Forse ancor più della relatività di Einstein che in fondo l’ha teorizzata scientificamente, è la psicoanalisi che ha portato l’influsso più forte che ha incrinato l’idea di un tempo lineare, per cui in particolar modo
la riflessione sul passato diviene elemento centrale nel presente e probabilmente anche nel futuro:

  • Il passato non è “finito”, ma continua ad agire nel presente: i traumi, le rimozioni, i desideri inconsci operano continuamente, come se il tempo fosse compresso o sospeso.
  • Il presente è un “campo di battaglia” in cui riaffiorano frammenti del passato.
  • Il futuro spesso non è libero, ma è “determinato” da quanto è rimasto irrisolto.

il tempo psichico è tutt’altro che lineare:

  • Ricordi rimossi possono riemergere come sintomi.
  • I sogni mischiano scene del passato con desideri futuri.
  • La narrazione che costruiamo di noi stessi è un continuo rielaborare il passato.

[suggerisce l’AI chatgpt]

Il desiderio è il futuro, il rimpianto è il passato. In quest’alternarsi emotivo avviene la non linearità del tempo.

Lacan diceva addirittura che “il futuro determina il passato” — nel senso che il significato di un evento può cambiare a seconda di ciò che avviene dopo.

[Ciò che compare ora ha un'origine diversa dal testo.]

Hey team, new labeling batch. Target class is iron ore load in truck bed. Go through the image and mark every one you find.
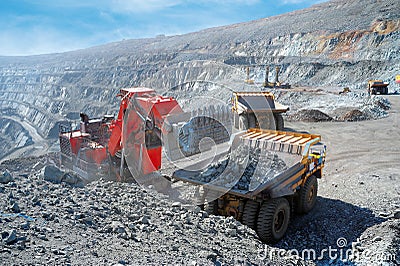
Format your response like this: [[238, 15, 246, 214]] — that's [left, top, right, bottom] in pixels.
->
[[173, 128, 326, 243]]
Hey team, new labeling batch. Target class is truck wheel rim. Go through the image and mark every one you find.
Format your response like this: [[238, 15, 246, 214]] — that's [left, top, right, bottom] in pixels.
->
[[308, 184, 315, 203], [274, 209, 285, 233]]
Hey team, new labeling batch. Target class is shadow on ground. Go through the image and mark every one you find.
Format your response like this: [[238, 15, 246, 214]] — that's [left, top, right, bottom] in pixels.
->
[[275, 196, 385, 265]]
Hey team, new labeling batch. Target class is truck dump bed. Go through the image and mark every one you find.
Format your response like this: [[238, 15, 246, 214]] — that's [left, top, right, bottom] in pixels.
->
[[173, 129, 325, 199]]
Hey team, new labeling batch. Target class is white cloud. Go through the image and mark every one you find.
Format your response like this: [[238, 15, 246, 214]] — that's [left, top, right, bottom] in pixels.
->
[[1, 0, 263, 55], [17, 0, 180, 13], [110, 0, 182, 13], [0, 27, 88, 56], [280, 0, 327, 4], [19, 0, 262, 15], [108, 0, 261, 13], [0, 0, 325, 55], [281, 0, 305, 3], [197, 0, 260, 4]]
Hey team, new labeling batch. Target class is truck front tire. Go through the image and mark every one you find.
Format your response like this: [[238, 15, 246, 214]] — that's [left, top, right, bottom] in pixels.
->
[[248, 114, 256, 129], [295, 175, 318, 214], [384, 87, 388, 95], [274, 113, 284, 131], [257, 198, 290, 243], [204, 200, 218, 215]]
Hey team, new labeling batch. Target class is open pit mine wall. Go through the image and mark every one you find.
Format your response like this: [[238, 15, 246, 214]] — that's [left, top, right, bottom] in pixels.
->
[[0, 0, 399, 158], [0, 118, 32, 157]]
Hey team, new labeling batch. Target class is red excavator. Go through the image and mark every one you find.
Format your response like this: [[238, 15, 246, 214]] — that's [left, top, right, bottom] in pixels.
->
[[59, 87, 186, 180]]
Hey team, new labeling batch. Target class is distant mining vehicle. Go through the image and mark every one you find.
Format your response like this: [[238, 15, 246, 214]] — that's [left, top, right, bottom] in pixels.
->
[[173, 128, 326, 243], [368, 80, 389, 95], [244, 66, 255, 85], [263, 66, 291, 89], [339, 87, 351, 95], [231, 91, 289, 131]]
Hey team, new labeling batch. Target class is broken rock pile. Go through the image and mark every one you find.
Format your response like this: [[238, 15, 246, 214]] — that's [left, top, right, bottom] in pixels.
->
[[0, 156, 308, 265], [194, 143, 289, 192]]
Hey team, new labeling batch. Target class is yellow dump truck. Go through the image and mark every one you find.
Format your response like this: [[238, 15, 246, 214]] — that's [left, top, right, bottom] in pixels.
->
[[368, 80, 389, 95], [231, 91, 289, 131], [173, 128, 326, 243], [263, 66, 291, 89]]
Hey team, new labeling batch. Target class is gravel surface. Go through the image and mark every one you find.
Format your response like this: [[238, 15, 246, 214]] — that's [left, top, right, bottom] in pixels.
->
[[1, 97, 399, 266], [0, 90, 397, 266], [0, 156, 310, 266]]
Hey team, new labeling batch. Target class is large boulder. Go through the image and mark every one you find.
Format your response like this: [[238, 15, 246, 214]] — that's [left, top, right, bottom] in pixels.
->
[[0, 170, 13, 184], [41, 165, 64, 183], [341, 109, 369, 122], [41, 165, 84, 187]]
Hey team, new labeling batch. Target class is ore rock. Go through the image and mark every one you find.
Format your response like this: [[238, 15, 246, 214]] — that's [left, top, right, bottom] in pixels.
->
[[0, 170, 13, 184]]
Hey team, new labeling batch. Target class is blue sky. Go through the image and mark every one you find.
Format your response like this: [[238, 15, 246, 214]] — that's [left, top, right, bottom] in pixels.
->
[[0, 0, 327, 56]]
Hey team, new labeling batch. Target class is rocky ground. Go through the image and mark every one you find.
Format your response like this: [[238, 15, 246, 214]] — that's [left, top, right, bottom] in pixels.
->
[[0, 156, 398, 266], [0, 156, 309, 266], [272, 89, 394, 123], [0, 96, 399, 266]]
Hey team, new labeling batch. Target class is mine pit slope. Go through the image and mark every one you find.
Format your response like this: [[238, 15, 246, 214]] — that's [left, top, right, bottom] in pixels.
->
[[0, 0, 399, 160]]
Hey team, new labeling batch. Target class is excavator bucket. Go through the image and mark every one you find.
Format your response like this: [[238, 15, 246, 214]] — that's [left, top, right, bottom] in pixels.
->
[[162, 104, 233, 164], [122, 101, 235, 197]]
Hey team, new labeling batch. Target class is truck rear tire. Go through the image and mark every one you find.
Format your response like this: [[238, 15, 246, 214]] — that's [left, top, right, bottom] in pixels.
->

(Un po’ come in Mulholland Drive: solo alla fine capiamo — o almeno intuiamo — il senso degli eventi precedenti.)

[ibidem AI chatgpt]

Anche in questa riflessione sul tempo, si conferma come elemento fondamentale per la comprensione il passaggio dall’assolutezza alla relatività. Come avrebbe detto Henry Bergson, il passaggio da un “tempo scientifico”, quello misurabile, quantificato, lineare, a la durée réelle, un tempo interiore, qualitativo che si dilata, si contrae e si contorce (come gli orologi molli della “persistestenza della memoria” di Dalì) con i nostri stati d’animo, dove il tempo non è una sequanza di dati ma un fkusso continuo, come una melodia, indivisibile, vissuta nella propria relatività.

Il (non) progetto essendo relativo si plasma anch’esso sulla non linearità del tempo. Sfuggendo sempre alla sua determinazione, esso è anche sempre pronto a tornare indietro, rifare dei salti in avanti, anche saltando dei pezzi e a rimanere in divenire, mai domo, sempre pronto a ricominciare anche quando raggiunge stati di apparente stasi. E infatti è figlio o gemello dello psicoprogetto (link) e sopratutto il risultato risulterà sempre mai proprio ma di altri e per questo serve il transfer progettuale (link). Il progettista orchestra i progettisti, annullando la paternità progettuale ma attivando una progettualità molteplice e diffusa.

Il non progetto usa quella che potremmo ribattezzare “stream of consciousness” progettuale: in una sorta di realismo creativo, ovvero come fosse una trasposizione pura delle emozioni di un autore nella finzione creativa, attraverso tutti gli strumenti in suo possesso e senza voler ricomporre un senso o una logica; un vero e proprio flusso di coscienza che non teme il caso, gli errori, i ricordi, i sogni ma anzi li accoglie tutti come parte della ricchezza del progetto in fieri.